La cuestión es que para lograr esto es inevitable cerrar empresas de todo tamaño y poner en peligro los ingresos de las empresas y los trabajadores, lo que puede desatar una espiral incontrolable en el conjunto de la economía, sin importar si sus componentes están o no involucrados en las operaciones de salud pública destinadas a atenuar la infección.
Las consecuencias están a la vista. En primer término, la (re) aparición del desempleo abierto, de cuyos primeros indicios dio cuenta la secretaria Alcalde el lunes. Luego, la irrupción de una crisis económica propiamente dicha, en la que la caída de la demanda y el consumo, fruto del encierro, se empareja con la baja en la oferta, al romperse las cadenas de producción final e intermedia y acrecentar así el declive original de la demanda interna. En esas estamos y las cifras de desempleo y las noticias de negocios cerrados son contundentes.
Nuestras conclusiones deberían ser igual de simples y lineales, pero no lo han sido. En este campo también hay especialistas prestos a enmarañar y resucitar viejas leyendas y querellas. Si la prioridad indiscutible es detener y enfrentar al virus, curar al mayor número posible de enfermos, proteger a los más débiles y vulnerables, la medida universalmente aceptada es el encierro del que, sin remedio, hay que repetir, emanan fuerzas contrarias al desempeño económico debido a la cancelación o posposición de actividades, de donde siguen el desempleo, la caída de la demanda y del consumo. En las pequeñas y medianas, pero también en las grandes y súper grandes algunas de las cuales son estratégicas para el país en su conjunto.
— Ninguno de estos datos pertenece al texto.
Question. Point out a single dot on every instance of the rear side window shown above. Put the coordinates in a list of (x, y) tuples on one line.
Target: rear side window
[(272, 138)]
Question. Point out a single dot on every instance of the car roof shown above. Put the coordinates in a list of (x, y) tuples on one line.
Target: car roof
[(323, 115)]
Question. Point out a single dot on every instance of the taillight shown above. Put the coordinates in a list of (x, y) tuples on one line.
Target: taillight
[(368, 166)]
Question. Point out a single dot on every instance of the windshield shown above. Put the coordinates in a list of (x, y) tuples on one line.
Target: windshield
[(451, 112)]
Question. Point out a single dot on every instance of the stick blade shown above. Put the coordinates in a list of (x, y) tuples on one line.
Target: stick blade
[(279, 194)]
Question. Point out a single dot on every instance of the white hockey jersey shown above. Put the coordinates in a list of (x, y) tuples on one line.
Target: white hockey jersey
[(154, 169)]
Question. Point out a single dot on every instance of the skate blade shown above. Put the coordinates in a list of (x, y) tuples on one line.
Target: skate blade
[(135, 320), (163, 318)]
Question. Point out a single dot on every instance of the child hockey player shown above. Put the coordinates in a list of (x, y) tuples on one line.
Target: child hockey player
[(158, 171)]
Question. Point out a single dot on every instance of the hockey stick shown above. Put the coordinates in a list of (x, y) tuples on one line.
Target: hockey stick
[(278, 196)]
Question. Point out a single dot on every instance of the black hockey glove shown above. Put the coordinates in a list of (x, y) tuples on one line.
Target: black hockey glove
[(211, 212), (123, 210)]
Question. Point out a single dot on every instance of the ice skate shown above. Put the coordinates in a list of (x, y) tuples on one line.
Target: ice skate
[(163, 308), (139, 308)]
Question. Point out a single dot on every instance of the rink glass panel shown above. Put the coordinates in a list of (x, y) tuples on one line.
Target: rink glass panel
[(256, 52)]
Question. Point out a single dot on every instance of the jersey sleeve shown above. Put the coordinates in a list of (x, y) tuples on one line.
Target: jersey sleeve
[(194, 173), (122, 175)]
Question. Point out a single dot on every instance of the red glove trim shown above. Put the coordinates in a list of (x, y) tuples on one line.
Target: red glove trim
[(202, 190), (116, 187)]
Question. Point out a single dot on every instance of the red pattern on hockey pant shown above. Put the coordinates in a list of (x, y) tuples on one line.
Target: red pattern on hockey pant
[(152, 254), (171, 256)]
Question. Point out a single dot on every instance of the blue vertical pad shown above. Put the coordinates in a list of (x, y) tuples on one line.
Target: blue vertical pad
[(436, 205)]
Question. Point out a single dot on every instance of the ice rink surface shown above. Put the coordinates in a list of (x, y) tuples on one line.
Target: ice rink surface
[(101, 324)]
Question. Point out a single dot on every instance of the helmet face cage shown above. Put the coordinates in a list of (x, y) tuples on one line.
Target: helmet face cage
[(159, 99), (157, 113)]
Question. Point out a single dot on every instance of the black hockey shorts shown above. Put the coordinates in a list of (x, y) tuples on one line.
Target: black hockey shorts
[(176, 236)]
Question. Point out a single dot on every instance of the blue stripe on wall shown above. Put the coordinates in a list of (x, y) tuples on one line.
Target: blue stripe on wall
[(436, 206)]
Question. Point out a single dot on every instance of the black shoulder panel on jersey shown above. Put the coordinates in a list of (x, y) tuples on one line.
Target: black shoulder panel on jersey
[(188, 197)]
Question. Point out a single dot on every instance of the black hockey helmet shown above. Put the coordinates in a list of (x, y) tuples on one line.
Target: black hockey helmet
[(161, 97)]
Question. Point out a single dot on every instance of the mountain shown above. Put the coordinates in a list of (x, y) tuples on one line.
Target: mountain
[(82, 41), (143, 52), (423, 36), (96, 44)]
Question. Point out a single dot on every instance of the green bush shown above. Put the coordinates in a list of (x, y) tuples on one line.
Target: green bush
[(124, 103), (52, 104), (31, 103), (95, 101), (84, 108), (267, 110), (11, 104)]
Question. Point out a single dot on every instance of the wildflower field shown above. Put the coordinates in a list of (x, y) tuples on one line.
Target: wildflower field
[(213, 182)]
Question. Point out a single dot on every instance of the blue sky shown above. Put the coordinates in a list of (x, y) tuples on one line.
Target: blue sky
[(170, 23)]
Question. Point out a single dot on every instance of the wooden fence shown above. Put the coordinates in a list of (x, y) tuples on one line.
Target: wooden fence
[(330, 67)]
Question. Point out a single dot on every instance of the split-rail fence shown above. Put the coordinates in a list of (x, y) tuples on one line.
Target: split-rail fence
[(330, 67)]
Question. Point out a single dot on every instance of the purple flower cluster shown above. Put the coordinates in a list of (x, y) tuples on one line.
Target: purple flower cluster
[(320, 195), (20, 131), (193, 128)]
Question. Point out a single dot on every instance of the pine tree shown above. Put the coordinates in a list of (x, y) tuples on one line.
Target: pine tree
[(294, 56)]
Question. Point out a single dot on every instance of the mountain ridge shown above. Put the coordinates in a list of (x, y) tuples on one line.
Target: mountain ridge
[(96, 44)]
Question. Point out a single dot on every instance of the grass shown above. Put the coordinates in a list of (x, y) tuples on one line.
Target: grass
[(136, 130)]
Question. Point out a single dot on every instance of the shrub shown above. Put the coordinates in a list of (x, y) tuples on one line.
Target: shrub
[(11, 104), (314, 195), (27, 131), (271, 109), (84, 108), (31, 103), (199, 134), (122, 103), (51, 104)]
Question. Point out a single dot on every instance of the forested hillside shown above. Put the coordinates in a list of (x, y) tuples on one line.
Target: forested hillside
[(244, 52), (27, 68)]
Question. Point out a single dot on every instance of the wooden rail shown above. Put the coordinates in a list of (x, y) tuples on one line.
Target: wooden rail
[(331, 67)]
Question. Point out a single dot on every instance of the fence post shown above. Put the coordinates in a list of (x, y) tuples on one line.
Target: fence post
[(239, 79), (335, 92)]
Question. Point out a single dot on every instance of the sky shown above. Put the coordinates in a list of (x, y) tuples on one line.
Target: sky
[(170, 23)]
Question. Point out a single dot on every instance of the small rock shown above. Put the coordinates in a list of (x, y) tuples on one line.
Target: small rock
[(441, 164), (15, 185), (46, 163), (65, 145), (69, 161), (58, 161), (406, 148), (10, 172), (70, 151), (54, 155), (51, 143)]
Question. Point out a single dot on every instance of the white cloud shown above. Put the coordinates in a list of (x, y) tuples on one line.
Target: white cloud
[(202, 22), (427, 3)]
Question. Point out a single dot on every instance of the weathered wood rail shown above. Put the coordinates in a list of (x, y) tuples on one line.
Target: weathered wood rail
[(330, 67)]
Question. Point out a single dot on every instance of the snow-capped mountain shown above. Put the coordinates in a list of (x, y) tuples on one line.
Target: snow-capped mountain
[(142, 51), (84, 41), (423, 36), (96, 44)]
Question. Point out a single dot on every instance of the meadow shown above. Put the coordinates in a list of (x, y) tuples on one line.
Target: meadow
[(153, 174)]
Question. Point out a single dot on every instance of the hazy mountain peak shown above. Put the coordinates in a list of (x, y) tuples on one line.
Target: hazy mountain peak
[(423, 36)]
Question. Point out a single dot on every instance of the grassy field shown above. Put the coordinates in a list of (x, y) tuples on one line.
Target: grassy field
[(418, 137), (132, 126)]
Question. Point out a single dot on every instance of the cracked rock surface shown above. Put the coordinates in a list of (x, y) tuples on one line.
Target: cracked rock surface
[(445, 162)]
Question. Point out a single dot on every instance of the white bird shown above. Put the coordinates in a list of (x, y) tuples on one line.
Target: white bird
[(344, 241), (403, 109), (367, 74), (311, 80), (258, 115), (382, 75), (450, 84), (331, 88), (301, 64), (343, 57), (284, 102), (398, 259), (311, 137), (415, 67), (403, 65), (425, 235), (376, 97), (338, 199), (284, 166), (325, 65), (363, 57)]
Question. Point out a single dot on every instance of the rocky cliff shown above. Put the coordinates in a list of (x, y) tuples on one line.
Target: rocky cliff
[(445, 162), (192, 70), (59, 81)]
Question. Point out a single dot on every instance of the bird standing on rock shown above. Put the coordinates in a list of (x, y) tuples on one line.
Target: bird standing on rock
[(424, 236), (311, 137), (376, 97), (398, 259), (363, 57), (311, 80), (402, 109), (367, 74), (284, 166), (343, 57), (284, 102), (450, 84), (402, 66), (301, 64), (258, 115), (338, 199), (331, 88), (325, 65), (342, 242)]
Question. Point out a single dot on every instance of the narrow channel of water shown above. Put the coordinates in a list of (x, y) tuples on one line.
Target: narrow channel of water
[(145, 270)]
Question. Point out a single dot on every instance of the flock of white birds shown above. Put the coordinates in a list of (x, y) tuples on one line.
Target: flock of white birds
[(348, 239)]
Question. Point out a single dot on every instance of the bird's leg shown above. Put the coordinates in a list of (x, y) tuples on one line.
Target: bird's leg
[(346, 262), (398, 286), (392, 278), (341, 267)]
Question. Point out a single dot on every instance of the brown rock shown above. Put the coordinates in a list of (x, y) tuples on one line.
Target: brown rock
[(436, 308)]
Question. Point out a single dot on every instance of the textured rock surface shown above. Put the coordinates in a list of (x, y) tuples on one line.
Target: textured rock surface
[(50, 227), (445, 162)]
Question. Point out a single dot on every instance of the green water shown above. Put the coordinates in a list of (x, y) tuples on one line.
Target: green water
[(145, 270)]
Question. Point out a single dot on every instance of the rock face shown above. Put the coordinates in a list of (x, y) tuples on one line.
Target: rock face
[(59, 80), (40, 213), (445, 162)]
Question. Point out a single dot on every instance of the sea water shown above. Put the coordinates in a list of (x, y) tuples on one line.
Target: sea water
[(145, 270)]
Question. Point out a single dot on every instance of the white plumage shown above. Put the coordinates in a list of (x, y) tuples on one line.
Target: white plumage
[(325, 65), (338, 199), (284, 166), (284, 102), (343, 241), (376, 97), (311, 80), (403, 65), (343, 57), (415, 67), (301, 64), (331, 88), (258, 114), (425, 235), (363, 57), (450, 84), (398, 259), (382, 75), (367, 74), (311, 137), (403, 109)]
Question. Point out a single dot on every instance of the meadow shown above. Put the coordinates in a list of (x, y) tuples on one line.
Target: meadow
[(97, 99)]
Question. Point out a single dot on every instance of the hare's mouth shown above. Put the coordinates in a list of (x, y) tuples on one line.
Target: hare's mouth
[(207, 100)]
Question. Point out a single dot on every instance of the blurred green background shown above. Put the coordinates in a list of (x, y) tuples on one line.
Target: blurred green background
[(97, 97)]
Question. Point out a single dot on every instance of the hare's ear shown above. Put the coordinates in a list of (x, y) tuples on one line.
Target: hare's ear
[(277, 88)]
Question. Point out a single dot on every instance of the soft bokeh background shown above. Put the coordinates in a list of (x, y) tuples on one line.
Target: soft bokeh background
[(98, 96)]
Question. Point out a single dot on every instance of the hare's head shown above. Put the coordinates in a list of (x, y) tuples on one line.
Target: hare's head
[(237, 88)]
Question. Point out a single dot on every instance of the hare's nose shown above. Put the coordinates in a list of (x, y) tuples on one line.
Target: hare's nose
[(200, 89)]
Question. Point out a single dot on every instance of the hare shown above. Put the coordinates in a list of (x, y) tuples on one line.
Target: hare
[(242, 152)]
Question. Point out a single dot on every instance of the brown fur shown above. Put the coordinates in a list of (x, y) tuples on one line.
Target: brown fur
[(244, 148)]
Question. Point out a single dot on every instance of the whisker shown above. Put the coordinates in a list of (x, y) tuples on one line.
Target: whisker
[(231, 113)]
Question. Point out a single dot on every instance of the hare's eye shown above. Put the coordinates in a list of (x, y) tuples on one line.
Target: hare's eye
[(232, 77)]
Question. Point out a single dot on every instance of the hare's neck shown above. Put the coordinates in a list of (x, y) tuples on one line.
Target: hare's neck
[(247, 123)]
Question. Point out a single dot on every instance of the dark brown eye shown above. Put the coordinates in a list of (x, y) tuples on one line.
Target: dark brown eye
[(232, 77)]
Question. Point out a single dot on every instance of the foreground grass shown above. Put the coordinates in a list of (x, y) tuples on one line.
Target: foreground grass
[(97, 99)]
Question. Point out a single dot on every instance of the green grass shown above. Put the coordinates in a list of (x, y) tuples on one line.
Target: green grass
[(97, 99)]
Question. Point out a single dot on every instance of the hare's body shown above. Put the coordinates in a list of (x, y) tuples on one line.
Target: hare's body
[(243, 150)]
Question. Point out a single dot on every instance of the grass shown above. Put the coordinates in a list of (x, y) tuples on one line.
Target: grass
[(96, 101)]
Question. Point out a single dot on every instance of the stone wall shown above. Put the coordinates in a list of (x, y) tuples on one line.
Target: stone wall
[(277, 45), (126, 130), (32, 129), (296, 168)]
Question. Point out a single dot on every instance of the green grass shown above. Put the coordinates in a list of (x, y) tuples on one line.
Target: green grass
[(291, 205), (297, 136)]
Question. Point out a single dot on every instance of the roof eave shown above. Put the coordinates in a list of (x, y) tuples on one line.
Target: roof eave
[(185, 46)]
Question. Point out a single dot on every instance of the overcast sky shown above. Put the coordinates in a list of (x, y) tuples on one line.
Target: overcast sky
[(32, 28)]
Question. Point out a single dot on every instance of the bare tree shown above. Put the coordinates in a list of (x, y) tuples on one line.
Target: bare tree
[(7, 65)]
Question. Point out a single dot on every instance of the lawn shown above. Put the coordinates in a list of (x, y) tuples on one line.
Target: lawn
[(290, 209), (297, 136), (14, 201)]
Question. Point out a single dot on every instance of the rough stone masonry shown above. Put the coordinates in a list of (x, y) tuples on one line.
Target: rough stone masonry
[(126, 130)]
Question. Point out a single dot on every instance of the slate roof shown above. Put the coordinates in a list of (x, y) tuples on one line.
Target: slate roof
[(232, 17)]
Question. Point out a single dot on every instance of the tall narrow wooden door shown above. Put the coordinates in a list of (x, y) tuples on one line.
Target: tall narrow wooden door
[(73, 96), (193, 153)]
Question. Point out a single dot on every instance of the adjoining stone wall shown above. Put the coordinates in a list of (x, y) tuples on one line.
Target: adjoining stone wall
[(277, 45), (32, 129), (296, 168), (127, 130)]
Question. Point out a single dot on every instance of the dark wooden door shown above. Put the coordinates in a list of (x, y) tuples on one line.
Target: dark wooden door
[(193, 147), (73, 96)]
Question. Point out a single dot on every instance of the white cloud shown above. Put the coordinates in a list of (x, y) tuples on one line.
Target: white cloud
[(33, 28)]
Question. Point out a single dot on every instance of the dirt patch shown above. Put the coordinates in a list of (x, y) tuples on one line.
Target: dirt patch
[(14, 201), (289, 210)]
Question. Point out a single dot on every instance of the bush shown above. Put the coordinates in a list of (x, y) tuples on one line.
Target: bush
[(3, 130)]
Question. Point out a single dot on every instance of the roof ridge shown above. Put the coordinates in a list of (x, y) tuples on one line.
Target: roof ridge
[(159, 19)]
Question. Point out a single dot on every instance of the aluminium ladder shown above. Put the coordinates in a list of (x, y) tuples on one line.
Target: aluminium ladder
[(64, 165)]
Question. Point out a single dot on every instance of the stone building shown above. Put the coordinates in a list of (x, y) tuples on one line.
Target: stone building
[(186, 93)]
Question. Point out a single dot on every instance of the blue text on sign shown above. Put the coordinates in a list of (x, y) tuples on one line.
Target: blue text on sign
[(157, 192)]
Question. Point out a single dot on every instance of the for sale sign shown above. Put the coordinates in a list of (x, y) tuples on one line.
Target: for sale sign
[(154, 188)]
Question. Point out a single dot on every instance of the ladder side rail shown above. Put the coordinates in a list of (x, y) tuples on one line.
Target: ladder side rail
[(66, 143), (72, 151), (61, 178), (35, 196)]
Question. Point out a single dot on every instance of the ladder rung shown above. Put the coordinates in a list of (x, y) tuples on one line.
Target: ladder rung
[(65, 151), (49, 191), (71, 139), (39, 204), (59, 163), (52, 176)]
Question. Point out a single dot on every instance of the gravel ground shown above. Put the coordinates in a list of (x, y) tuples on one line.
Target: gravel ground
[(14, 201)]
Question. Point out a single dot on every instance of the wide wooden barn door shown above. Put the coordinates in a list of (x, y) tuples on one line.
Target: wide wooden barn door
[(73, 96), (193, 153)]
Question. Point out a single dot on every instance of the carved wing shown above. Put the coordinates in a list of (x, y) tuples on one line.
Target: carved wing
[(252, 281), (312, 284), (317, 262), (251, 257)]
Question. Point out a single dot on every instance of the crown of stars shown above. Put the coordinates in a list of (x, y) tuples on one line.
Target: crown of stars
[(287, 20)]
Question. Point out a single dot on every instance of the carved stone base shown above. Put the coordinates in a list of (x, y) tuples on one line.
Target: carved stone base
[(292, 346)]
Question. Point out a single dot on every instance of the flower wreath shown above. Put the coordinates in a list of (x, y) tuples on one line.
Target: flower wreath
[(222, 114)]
De no parar esta espiral nefasta, podemos pasar del obligado receso al estancamiento generalizado y la depresión abierta.
En este tema, a diferencia de la falta de conocimientos a la mano para atajar al nuevo virus, sí podemos acudir a vacunas conocidas y, por ejemplo, abocarnos a gastar ya para subsidiar el empleo, apoyar el consumo de los más endebles y evitar quiebras generalizadas de pequeños y medianos negocios, donde se gesta buena parte de la ocupación remunerada y sobrevive la población económicamente activa realmente existente, la que primero debe defenderse. No puede haber peticiones de principio ni dogmas disfrazados de conocimiento doméstico o histórico. No hay rescate a la vista, pero tendrá que haberlo si no se actúa ahora contra el receso y su secuela. No hay Fobaproa ni tiene por qué haberlo, pero tampoco podemos ver caer el sistema financiero con que contamos, a pesar de sus abusos y arrogancia.
El dilema no es preguntar(se) de dónde sacar los recursos, sino cómo usarlos rápido y bien. Hacer sonar la caja del Estado para dispersar recursos, financiar empresas, cubrir pequeños negocios, apoyar total o parcialmente los compromisos empresariales con la conservación del empleo. Por aquí pasa también, necesariamente, nuestra opción prioritaria por los pobres que también son trabajadores, muchos de ellos subordinados y “formales”.
Los virus y sus pandemias son enemigos letales, pero detrás de ellos puede venir un bicho peor: el razonavirus que nos impide pensar bien; que nos inocula fetiches y nos hace esclavos de prejuicios.